Malam itu, Guo Jing tetap tak bisa tidur dengan nyenyak. Walaupun sebelumnya, Rong'er sudah menjelaskan bahwa dia tak perlu cemas, tapi tetap saja, Guo Jing takkan tenang sebelum bayi mereka benar-benar lahir ke dunia dan Rong'er-nya selamat dan sehat. 
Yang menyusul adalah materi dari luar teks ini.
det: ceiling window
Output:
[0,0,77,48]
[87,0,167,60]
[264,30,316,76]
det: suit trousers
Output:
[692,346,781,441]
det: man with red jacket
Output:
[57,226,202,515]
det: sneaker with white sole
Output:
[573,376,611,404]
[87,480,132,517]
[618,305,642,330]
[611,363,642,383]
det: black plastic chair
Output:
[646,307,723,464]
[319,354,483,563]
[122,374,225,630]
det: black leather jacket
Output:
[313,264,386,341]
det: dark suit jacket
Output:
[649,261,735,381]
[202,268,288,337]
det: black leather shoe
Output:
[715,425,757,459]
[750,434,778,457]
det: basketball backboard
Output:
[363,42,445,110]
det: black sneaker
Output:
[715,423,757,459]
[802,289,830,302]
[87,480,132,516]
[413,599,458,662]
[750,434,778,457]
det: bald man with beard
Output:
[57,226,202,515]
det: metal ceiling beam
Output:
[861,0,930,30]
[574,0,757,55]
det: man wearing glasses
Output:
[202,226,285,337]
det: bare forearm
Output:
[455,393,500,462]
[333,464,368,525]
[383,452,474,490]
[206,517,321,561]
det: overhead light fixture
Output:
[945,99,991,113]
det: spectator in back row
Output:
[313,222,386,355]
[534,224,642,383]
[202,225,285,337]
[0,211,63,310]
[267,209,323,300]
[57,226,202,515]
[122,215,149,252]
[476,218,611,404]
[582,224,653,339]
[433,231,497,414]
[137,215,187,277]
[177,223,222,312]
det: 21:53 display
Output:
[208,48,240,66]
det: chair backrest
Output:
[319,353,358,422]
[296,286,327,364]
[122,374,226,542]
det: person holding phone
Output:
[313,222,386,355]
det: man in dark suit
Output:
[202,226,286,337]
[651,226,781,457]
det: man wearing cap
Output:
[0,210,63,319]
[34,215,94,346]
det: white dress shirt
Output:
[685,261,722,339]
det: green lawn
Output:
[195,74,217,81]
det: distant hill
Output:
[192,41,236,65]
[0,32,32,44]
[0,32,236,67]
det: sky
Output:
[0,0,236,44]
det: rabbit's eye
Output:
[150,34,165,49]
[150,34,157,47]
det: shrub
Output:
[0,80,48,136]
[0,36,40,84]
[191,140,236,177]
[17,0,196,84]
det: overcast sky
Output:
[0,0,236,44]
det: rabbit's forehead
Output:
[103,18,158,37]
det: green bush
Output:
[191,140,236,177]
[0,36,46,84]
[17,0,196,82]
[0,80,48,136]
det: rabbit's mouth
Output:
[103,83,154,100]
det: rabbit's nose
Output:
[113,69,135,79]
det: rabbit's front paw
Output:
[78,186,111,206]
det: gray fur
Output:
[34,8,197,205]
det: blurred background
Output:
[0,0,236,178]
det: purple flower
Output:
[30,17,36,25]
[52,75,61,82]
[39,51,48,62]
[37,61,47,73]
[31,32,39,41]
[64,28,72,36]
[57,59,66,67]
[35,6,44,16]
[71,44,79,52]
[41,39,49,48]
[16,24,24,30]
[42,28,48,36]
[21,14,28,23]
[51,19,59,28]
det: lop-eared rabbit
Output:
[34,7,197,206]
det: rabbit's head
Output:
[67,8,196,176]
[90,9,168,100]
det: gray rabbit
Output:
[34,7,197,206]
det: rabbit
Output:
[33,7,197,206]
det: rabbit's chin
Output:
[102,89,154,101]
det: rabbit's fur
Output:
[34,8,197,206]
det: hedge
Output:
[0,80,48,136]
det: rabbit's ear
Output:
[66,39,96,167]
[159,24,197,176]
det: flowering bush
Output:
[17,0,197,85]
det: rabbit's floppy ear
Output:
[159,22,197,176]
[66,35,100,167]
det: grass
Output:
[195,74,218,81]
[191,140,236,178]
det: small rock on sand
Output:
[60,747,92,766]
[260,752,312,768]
Suasana malam hari di Pulau Bunga Persik sangat tenang dan damai, bulan bersinar terang di langit yang bertabur bintang, ombak di laut pun terlihat tenang, bunga-bunga bermekaran dengan indah menyambut datangnya musim semi yang hangat. Sangat damai, indah dan tenang. Tapi tidak dengan hati dan pikirannya.
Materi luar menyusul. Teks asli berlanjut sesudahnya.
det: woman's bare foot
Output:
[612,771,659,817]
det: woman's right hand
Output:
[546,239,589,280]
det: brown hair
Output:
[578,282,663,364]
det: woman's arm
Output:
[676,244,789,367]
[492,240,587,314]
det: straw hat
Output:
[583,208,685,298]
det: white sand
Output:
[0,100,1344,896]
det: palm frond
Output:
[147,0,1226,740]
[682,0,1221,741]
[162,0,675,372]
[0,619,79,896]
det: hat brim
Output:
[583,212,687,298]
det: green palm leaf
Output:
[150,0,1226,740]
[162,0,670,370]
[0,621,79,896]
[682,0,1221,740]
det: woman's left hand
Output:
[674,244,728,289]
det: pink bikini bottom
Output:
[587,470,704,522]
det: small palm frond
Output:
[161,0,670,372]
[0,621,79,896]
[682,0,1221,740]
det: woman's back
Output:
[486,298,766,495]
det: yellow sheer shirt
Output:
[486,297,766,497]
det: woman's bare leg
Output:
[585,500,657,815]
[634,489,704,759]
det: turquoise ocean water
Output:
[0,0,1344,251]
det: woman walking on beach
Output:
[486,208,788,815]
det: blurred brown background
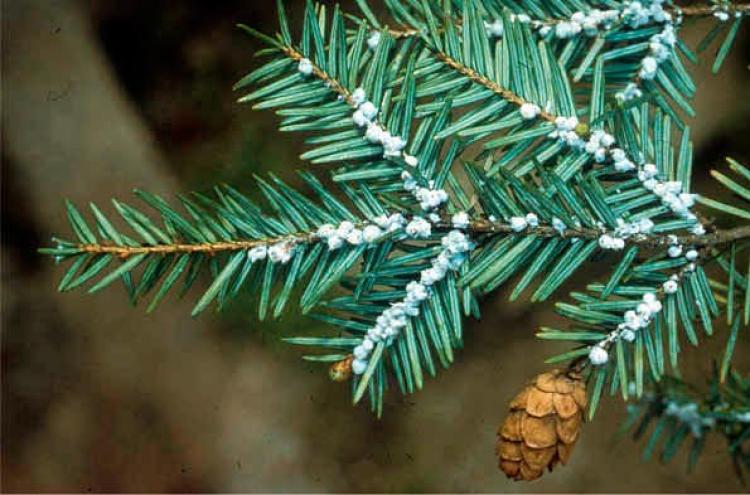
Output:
[2,0,750,492]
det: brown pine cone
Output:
[328,355,354,382]
[496,370,587,481]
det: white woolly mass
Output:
[297,58,312,76]
[352,231,474,375]
[367,31,380,51]
[268,241,294,265]
[589,288,676,364]
[510,217,529,232]
[662,280,679,294]
[247,244,268,263]
[589,345,609,366]
[540,103,705,234]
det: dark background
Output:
[2,0,750,492]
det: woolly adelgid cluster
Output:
[352,231,472,375]
[42,0,750,479]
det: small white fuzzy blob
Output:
[714,10,729,22]
[638,56,659,79]
[526,213,539,229]
[662,280,678,294]
[519,102,542,120]
[552,217,568,234]
[510,217,528,232]
[297,58,313,76]
[352,110,370,127]
[352,345,368,359]
[367,31,380,51]
[451,211,469,229]
[346,229,362,246]
[268,242,292,265]
[247,245,268,263]
[326,234,344,251]
[589,345,609,366]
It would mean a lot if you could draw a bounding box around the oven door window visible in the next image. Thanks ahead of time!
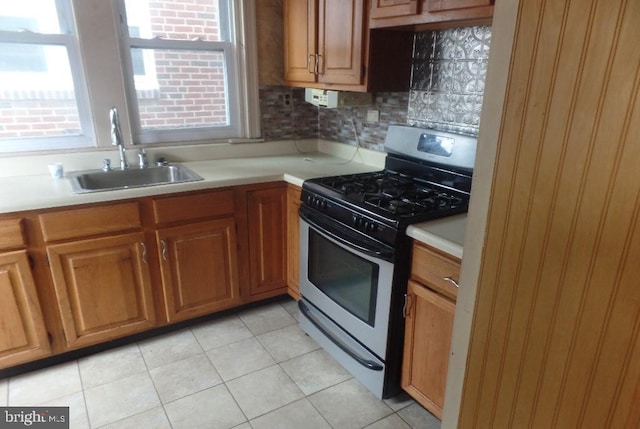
[307,229,379,326]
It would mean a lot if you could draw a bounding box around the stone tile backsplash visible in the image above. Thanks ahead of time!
[260,26,491,150]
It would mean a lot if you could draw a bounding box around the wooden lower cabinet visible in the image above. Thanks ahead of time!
[402,281,456,418]
[401,243,460,418]
[156,218,240,322]
[46,232,155,348]
[0,250,51,368]
[247,184,287,297]
[287,185,302,299]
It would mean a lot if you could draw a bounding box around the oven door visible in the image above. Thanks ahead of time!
[300,206,394,360]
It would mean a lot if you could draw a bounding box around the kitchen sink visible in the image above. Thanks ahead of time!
[68,164,203,194]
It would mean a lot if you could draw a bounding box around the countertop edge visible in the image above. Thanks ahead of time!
[407,213,467,259]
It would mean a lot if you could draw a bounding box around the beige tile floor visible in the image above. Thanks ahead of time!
[0,299,440,429]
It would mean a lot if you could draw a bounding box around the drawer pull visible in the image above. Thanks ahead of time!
[444,276,460,288]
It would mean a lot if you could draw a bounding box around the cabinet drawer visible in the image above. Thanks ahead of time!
[39,202,141,241]
[0,219,26,250]
[153,190,234,223]
[411,243,460,300]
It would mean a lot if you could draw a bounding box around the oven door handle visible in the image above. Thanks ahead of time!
[299,208,394,261]
[298,300,384,371]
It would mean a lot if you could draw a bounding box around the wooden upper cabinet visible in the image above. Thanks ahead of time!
[284,0,364,85]
[284,0,413,92]
[316,0,365,85]
[370,0,419,19]
[46,232,155,348]
[0,251,50,368]
[426,0,494,12]
[283,0,318,83]
[156,218,240,322]
[247,186,287,296]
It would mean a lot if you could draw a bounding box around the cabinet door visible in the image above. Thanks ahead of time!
[287,185,301,299]
[283,0,318,82]
[370,0,418,19]
[0,250,50,368]
[427,0,494,12]
[156,218,239,322]
[247,186,287,296]
[402,281,455,418]
[318,0,365,85]
[47,233,155,348]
Guo Jing, berbaring di tempat tidurnya dengan menatap kosong langit-langit kamarnya. Seluruh tubuhnya lelah dan sakit karena terlalu banyak berlatih, tapi otak dan hatinya menolak untuk beristirahat. 

Di sampingnya, Huang Rong tertidur dengan nyenyak, dia meletakkan kepalanya di dada Guo Jing seperti biasanya, memeluk suaminya erat sejauh yang bisa dijangkau olehnya karena perutnya yang membuncit membatasi tubuh Huang Rong lebih dekat dengan suaminya. 
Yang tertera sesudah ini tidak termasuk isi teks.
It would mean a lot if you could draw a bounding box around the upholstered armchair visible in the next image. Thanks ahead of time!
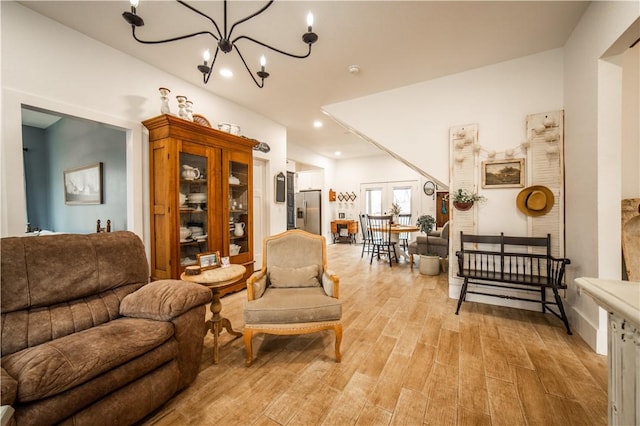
[244,229,342,366]
[409,222,449,265]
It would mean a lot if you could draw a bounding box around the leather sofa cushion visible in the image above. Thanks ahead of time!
[244,287,342,324]
[269,265,320,288]
[2,318,174,402]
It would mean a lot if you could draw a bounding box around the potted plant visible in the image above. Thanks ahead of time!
[452,188,486,211]
[390,203,400,223]
[416,214,440,275]
[416,214,436,235]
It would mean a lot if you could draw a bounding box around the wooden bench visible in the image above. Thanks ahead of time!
[456,232,571,334]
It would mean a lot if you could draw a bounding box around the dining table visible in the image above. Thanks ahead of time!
[369,223,420,261]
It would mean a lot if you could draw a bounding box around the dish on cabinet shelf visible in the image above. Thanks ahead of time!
[180,257,198,266]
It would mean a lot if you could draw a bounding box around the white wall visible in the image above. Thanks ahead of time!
[622,43,640,198]
[564,2,640,353]
[323,49,562,187]
[0,2,286,243]
[330,154,436,226]
[325,20,638,353]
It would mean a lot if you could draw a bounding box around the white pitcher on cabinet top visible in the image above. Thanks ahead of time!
[233,222,244,237]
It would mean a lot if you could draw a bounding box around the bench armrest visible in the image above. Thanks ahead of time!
[120,280,212,321]
[322,269,340,299]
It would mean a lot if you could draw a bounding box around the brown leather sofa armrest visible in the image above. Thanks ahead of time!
[0,368,18,405]
[120,280,211,321]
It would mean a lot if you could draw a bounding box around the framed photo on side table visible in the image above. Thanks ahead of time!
[482,158,524,188]
[198,251,220,271]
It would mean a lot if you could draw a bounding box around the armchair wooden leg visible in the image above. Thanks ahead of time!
[244,328,253,367]
[333,324,342,362]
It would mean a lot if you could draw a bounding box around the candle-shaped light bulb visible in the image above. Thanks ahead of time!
[307,12,313,32]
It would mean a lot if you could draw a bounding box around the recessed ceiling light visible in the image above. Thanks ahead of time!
[220,68,233,78]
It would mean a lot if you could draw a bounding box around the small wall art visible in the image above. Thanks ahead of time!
[64,163,102,205]
[482,158,524,188]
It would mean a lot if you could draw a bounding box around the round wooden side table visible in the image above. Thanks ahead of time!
[180,264,247,364]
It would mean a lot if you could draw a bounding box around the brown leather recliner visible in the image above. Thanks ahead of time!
[0,231,211,425]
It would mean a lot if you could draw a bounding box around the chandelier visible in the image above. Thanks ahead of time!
[122,0,318,88]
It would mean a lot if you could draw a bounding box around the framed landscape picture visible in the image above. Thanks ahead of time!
[198,251,220,271]
[482,158,524,188]
[64,163,102,205]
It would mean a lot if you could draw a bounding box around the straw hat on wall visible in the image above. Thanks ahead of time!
[516,185,555,216]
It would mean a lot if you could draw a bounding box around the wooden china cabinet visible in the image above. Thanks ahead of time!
[142,115,255,294]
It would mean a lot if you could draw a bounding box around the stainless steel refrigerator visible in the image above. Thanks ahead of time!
[295,190,322,235]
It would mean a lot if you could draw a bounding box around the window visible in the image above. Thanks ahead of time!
[393,186,411,214]
[360,181,420,215]
[365,188,382,215]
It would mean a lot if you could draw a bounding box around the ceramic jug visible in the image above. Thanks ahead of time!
[182,164,200,180]
[233,222,244,237]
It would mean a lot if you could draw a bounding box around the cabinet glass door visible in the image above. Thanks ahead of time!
[228,161,250,257]
[178,152,209,267]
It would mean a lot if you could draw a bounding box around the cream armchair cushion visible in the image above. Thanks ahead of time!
[244,230,342,366]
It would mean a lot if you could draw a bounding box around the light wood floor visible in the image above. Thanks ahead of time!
[144,244,607,426]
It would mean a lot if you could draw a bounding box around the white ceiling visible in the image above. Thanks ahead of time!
[21,0,589,158]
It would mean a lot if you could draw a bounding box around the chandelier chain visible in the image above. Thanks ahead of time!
[122,0,318,88]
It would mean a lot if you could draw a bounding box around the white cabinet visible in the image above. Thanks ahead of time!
[576,278,640,425]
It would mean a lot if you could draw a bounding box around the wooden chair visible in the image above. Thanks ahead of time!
[398,213,411,252]
[244,229,342,367]
[367,215,398,267]
[360,214,373,258]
Huang Rong tampak menggigil kedinginan, tangannya yang memeluk Guo Jing sedikit gemetar. Guo Jing mengerti bahwa istrinya merasa kedinginan jadi dia segera menarik selimut untuk membuatnya merasa lebih hangat.

Perlahan, Guo Jing mengangkat tubuhnya naik dalam posisi duduk. Pergerakannya membuat kepala Huang Rong merosot dari berada di dadanya kini berada di perutnya.

“Jing Gege...” gumamnya lirih, masih dengan mata terpejam. Seolah tahu bahwa suaminya melakukan perubahan posisi.

“Ssshhh...Tidurlah. Maaf. Tidurlah, sayang,” Guo Jing berbisik pelan di telinga istrinya seraya menepuk-nepuk lembut punggungnya.
“Jangan menikah dengan Hua Zheng. Aku ingin jadi istrimu,” gumamnya lagi. 

Guo Jing terharu mendengarnya. Sampai sekarang pun ternyata Rong'er masih merasa takut jika suatu hari Guo Jing kembali ke Mongolia dan menikah dengan Hua Zheng. 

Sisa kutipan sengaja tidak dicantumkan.